When it first launched, the wholesale acquisition cost was $946 per vial rather than $1113 for a comparable vial of Remicade, representing only a 15% discount off the reference product. The price of Inflectra was later adjusted when Renflexis, another biosimilar to Remicade, launched at a 35% discount. The initial savings was not all that compelling to payers, especially if you consider another dimension of the health care system—rebates. Rebates on the branded product could bring the cost of Remicade even lower than any biosimilar option.
The Future of Biosimilars
The intent of the BPCI Act was to create a pathway for approval for biologic products that have demonstrated biosimilarlity or interchangeability with an FDA-approved drug in order to drive competition and, potentially, health care savings to the industry. However, for various reasons that have been discussed, there has been limited launch and utilization of these products to date.
Recognizing some of these limitations, the FDA recently released a Biosimilar Action Plan in an effort to expedite the use of these products. The FDA said the plan is focused on 4 key areas, including:
- Improving the efficiency of the development and approval processes for both biosimilarity and interchangeability products.
- Maximizing scientific and regulatory clarity for biosimilar manufacturers.
- Developing effective communications to improve understanding of biosimilars among patients, clinicians, and payers.
- Supporting market competition by reducing gaming of FDA requirements or other attempts to unfairly delay competition.
As specialty continues to grow and the industry is tasked with finding ways to ensure positive health outcomes and control costs, biosimilars present a cost-saving opportunity for all stakeholders involved in the health care system.

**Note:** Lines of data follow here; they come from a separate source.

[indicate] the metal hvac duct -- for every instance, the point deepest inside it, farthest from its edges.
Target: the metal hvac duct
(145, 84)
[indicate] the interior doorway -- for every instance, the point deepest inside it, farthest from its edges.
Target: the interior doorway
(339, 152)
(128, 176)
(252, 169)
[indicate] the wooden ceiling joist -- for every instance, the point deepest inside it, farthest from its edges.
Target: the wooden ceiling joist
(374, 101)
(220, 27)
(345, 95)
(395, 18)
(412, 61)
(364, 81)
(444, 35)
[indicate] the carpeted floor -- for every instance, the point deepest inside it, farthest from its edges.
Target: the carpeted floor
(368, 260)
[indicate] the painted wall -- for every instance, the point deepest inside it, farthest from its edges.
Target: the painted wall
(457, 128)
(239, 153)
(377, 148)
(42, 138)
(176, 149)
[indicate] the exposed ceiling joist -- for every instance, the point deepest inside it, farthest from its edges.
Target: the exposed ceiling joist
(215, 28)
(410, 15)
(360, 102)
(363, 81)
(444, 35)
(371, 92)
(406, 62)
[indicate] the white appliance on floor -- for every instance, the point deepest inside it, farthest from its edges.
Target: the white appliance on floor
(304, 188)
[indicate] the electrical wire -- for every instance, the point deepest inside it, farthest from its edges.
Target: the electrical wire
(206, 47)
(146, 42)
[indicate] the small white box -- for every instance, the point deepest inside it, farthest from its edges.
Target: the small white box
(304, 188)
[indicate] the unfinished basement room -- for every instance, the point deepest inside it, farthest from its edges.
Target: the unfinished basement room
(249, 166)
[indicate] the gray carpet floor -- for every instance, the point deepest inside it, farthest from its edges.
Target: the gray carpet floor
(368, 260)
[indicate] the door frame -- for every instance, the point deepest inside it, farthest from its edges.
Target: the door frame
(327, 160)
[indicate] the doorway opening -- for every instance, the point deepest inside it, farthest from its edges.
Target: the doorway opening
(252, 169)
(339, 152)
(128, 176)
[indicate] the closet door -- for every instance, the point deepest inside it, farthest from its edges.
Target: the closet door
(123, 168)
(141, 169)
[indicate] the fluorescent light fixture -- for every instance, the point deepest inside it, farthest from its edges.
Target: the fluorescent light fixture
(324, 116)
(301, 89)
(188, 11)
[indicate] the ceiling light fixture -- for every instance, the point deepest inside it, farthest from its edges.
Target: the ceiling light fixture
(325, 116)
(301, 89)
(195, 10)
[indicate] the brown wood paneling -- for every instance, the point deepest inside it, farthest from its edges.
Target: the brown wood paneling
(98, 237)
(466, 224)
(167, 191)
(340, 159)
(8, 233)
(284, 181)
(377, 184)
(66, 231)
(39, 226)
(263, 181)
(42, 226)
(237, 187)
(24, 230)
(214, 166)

Although payers can potentially begin to shift the paradigm of biosimilar utilization by encouraging prescribers and patients to try alternative options through utilization management or formulary coverage, it remains difficult to truly gain traction with biosimilars until all stakeholders involved are aligned including the patient, prescriber, payer and manufacturer.
About the Author
Lauren Meyer earned her Doctor of Pharmacy degree from the Duquesne University School of Pharmacy and is currently enrolled in the Master of Science in Pharmacy Business Administration (MSPBA) program at the University of Pittsburgh, a 12-month, executive-style graduate education program designed for working professionals striving to be tomorrow’s leaders in the business of medicines. She has spent the past several years working as a clinical advisor assisting employers with their pharmacy benefit management strategy. Prior to this experience, she completed a PGY-1 managed care residency.